Sòrel, wereldwijd bekend als Jamaican flowers (Hibiscus Sabdariffa), kent meer dan 300 variëteiten, die vaak in tropische en subtropische streken groeien. Uit India en Maleisië afkomstig en moet in de vroege tijden naar Afrika zijn gebracht. De Afrikaanse slaven zouden de zaden naar het Caribische gebied hebben meegenomen. Zo is de plant geneutraliseerd in bijna alle tropische en subtropische streken. Het is een heesterachtige eenjarige plant van ongeveer anderhalve meter hoog; vaak met rode stengels. De bladeren zijn groen waarin rode aders lopen. De grote bloem is sterk geelachtig met midenin een rood hart. In de late middag worden ze rozig. De kelkbladen groeien door en worden rood. Met de kelkbladen bereiden wij syroop, wijn, jam en een combinatie thee die we Sweet Love noemen.
Het gebruik van kruiden en de medicinale werking ervan voert terug tot het prille begin van onze geschiedenis.

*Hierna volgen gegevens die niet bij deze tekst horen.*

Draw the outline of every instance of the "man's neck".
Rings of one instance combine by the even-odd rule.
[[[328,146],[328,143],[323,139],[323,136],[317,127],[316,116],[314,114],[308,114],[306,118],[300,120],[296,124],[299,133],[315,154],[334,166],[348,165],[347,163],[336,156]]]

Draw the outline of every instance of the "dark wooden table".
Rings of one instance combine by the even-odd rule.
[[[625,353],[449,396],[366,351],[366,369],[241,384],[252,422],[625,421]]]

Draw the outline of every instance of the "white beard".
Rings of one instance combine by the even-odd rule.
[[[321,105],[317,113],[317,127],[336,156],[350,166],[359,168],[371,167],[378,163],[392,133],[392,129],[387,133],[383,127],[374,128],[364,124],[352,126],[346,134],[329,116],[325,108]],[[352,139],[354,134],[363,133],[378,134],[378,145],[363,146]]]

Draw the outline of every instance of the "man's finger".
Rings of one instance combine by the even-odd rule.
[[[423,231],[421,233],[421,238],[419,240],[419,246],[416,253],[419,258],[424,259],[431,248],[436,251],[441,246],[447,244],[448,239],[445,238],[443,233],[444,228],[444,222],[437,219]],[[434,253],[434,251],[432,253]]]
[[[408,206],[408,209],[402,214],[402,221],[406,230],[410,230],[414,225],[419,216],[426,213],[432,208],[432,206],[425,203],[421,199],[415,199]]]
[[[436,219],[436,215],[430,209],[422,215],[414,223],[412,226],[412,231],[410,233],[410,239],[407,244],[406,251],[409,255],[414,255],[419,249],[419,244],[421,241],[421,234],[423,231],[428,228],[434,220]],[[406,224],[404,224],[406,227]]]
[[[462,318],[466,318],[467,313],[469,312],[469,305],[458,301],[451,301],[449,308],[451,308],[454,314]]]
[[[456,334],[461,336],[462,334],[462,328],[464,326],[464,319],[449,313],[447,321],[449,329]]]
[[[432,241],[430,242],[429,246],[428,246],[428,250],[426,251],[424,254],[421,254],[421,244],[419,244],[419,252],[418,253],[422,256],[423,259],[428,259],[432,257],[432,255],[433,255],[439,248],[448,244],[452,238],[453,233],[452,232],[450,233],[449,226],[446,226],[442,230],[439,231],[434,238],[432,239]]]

De vroegste beschavingen gebruiken reeds instinctief planten voor zowel voeding als genezing. Ook de oude Egyptenaren bedrijven kruidengeneeskunde – op een bijzonder hoog niveau. Het Joodse volk kent geestelijken die met kruiden mensen genezen. In Griekenland werkt rond 460 jaar voor Christus de vader van de geneeskunde, Hypocrates. De Romeinen gebruiken kruiden en bloemen op diverse manieren. In China zijn van oudsher kruidensystemen ontwikkeld voor therapieën. Indiaanse Sjamanen en inheemse Afrikaanse culturen gebruiken kruiden bij healing en rituelen.